L'homme dispose de cinq sens pour saisir la réalité qui l'entoure, mais il n'a que deux moyens pour essayer de la représenter: il peut le décrire ou la dessiner.
La première manière de rendre compte de la réalité est de la décrire avec des mots. Cette technique est forcement totalement subjective. Le double filtre de la vision par l' auteur et de sa retranscription par des mots ne peut présenter aucune garantie d'une description objective. Les hommes ont appris à relativiser la description par les mots. Jusqu'à l'invention de la perspective, les essais pour reproduire la réalité par le dessin étaient assez décevants. La renaissance italienne, en introduisant le relief dans le dessin, lui donne une force supplémentaire qui la rend l'œuvre plus réaliste, ce qui permet à son auteur de suggestionner plus facilement le spectateur.
Lorsque l'image se perfectionne avec la photographie et le cinéma, on a tendance à la considérer comme parfaitement objective. La photographie se veut l'exacte reproduction de la réalité, même si une focale ou un angle de vue peut infléchir dans un sens la scène photographiée. Le photographe ou le cinéaste dispose d'une palette très importante pour modifier ce qu'il veut représenter. Les trucages du cinéma ont permis de comprendre qu'il fallait là encore relativiser la reproduction de la réalité.
Avec les images de synthèse, le risque de trafiquer la réalité est d'autant plus grand que l'image fournie est techniquement parfaite. Il est aujourd'hui possible d'animer une vielle photographie de quelqu'un qui est mort depuis des années. Il est possible de faire tenir des propos à quelqu'un qui ne les a jamais tenu, d'introduire un personnage virtuel dans un environnement réel comme d'introduire un personnage réel dans un décor virtuel. Bref, l'image devrait avoir perdu toute crédibilité. Or , c'est exactement le contraire qui se passe et c'est un lieu commun d'affirmer que l'on est entré dans le monde de l'image sans souligner que celle-ci est devenue virtuelle et donc sujette à caution.
Il est frappant de constater que toute les présentations se font maintenant par power-point. L'exposé n'est plus un discours argumenté mais une suite de diaporama pour lesquels le discours est secondaire voire inexistant. L'illustration remplace la raison.

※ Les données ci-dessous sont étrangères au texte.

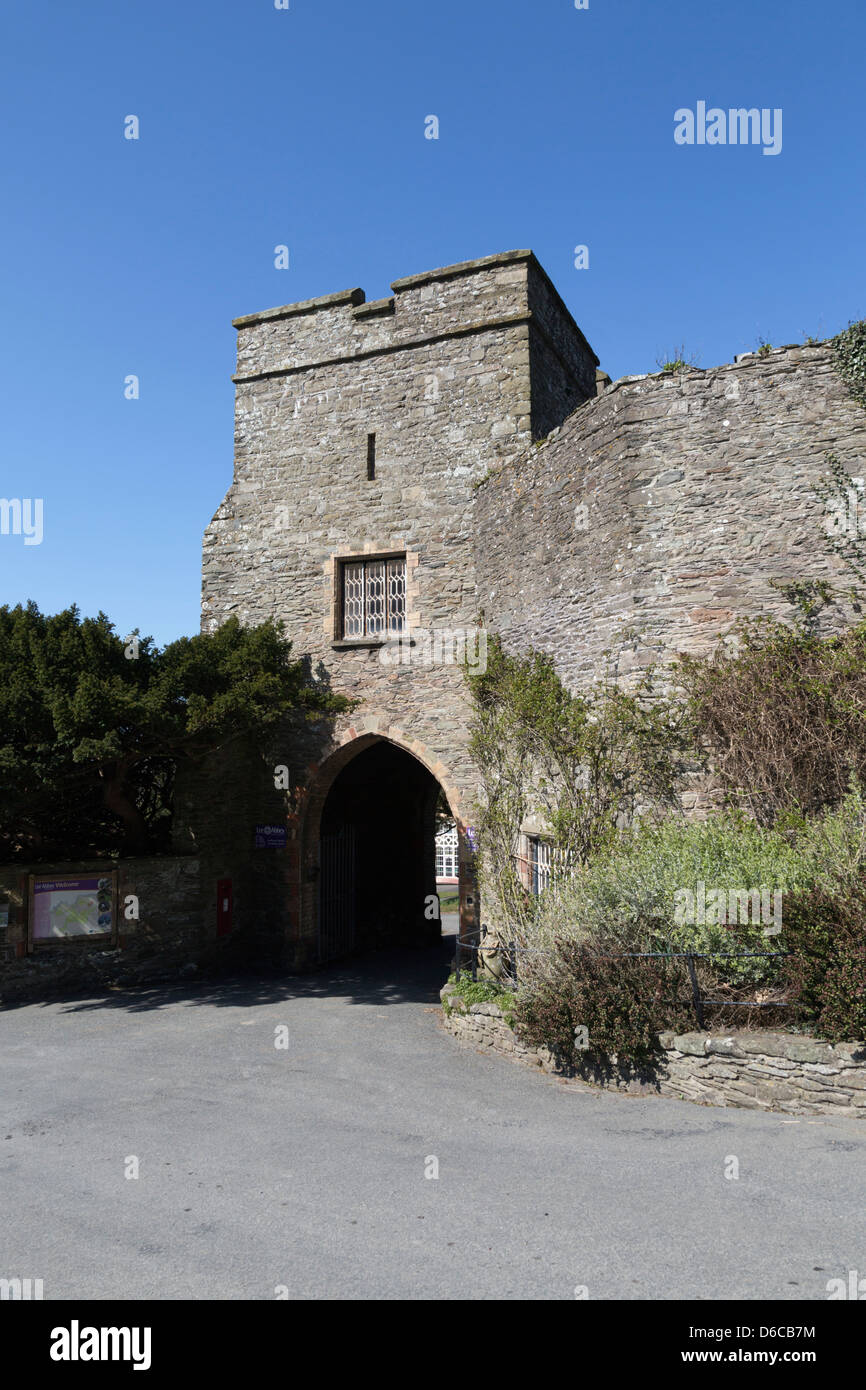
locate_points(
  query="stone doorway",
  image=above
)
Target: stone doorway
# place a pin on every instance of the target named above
(377, 854)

Or, de même que l'on apprend aux enfants la critique d'un texte, il est urgent de leur développer un sens critique de l'image : leur montrer comment un gros plan peut occulter le contexte d'une scène filmée, comment une image peut être facilement trafiquée, ou détournée. Cet apprentissage est difficile, car on a encore l'idée qu'une image ne peut mentir. Avec les images de synthèse, il n'y plus aucun lien avec la réalité puisque l'image est entièrement fabriquée. Et pourtant on garde cette idée que « c'est vrai, puisque je l'ai vu à la télé »
Comme pour une information écrite ou orale, il faut apprendre à vérifier les sources, à les croiser, à les comparer. Il faut donc et toujours développer l'esprit critique et l'appliquer avec la même rigueur à l'image. De même que l'on est plus circonspect à l' encontre du texte non signé ou dont on ignore tout de l' auteur, de même il faut faire preuve vigilance pour toute image anonyme ou publiée sous pseudonyme. L'anonymat peut être une protection dans un régime autoritaire mais elle devient une menace dans un régime de liberté. C'est pourquoi il faut activement militer pour l'interdiction de l'anonymat sur Internet pour les textes comme pour les images dans tous les pays où règne la liberté.
Il reste cependant un écueil à éviter : critiquer systématiquement les médias est dangereux car la méfiance envers les médias est la base même du complotisme.